On the train to Poland!: ...a minor change of plan
Looking at the calendar and realizing that our dreams exceeded the time that we have left, we have reconsidered our options. We fly home in a little over 2 weeks. On this trip, we had planned some definite parts of our journey: the Main and Elbe Rivers, Czech Republic and we had hoped Poland as well. In the last week, it has become clear to us that we don't have time to ride from Karin's to Poland,tour around Poland and then return to a city that offers us a way to return to Frankfurt/Limburg. As cycle travellers, our first consideration is always the bike, so it was a huge shift to come up with an alternate plan of using the train and leaving our bike behind. One of the places we have wanted to visit is Poznan and it is easy to reach from Berlin on a 3 hour train ride. Warsaw and Krakow would take most of a day on the train, so we ruled those places out. We have decided to go to Poznan for the week, rent an apt on Airbnb and tour on foot. This week will give us an insight on what it would be like to cycle tour in Poland another year. We are really looking forward to our little holiday in Poland.
An efficient way to buy train tickets for the DB train network in Germany. It is so convenient. We disembarked our train from Beelitz-Heilstatten, bought tickets for Poznan and then took the train from the same platform. On our first trip to Germany 3 years ago, we found the machines confusing - we are learning!
Our first glimpse of the Oder River which runs along the Polish/German border. We had planned to ride a part of this river if we had ridden to Poland. Originally, we were going to ride the Spree River route to Poland, then the Oder R to the Warta River,which would lead to Poznan.
A newly finished train station in Poznan with a huge shopping centre attached plus brand new bike paths. We don't see many cycle tourists here, but the infrastructure is improving. We can see that we would like to travel here on our bike someday.
A comfortable train - but, as cyclists (and recumbent tandem riders) we saw the narrow entrance to the car with the sharp turn needed to get the bike onboard and we were grateful that our bike didn't come with us.
Karoline is our host at this Airbnb apartment in Poznan. We had walked from the train station in 40 plus degree humid heat and were very hot.The apt. has more than lived up to our expectations. It is located in an interesting neighbourhood and the apt. is in a completely renovated pre-war bldg. and is super quiet and cool.
It's a hot day in Poznan...and it's best to hang our your window. As you walk along the street, day or night, most apts. have the windows open wide and people watch the activity below. This man is unusual as he is fully dressed.
The tram network is vast and covers the city and its outskirts. Recently, the city doubled their rates and locals, who rely on the service, are suffering. The Tourist Office recommended that we buy the 72 hour ticket and it will give us unlimited access and the freedom to explore.
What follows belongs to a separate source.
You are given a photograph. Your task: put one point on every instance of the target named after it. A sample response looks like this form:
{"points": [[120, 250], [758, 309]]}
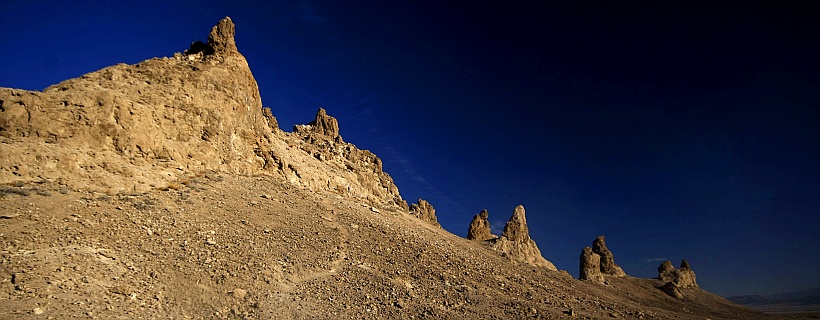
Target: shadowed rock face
{"points": [[424, 211], [221, 38], [133, 128], [515, 243], [480, 227], [608, 265], [516, 228], [683, 277], [590, 266]]}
Poznan is full of green spaces and parks with fountains. Typically they also double as swimming places for children and adults. The week we were here, the heat was extreme, so the fountains were always busy.
It is a bit hard to see the water feature of this fountain, but it is a clever design. Water cascades down the sides and this creates a refreshing place to swim, and in the middle you can sit and dip your feet in the water. We love the concept of the fountains as "hands on" places to enjoy.
A typical street in the neighbourhood where we are staying. We really enjoyed the combination of apartments, small businesses and street produce markets. The mix creates a vibrant community.
We had read about "milk cafes" which were started in the Russian era. Locals still frequent them for cheap and good traditional Polish food. We looked for these cafes as they are usually called "Bar .....". We really enjoyed the traditional crepes filled with a chicken mixture topped with sauce - very good and we shared salads. These are typical: watermelon with feta and cabbage. The only difficulty is that the menu is only in Polish and the staff speak no English.
Our apartment is in this building. We enter through the double doors (where the man is) and we are positioned through the courtyard and at the back where it is cool and very quiet.
This is the street where we lived for the week. We enjoyed shopping at the local butcher, baker and market for our supplies. We rarely found anyone who spoke English, but people were always friendly and helpful. They appreciated our awkward attempts to say the few Polish words we learned. We appreciated their smiles and generosity in never correcting our pronunciation.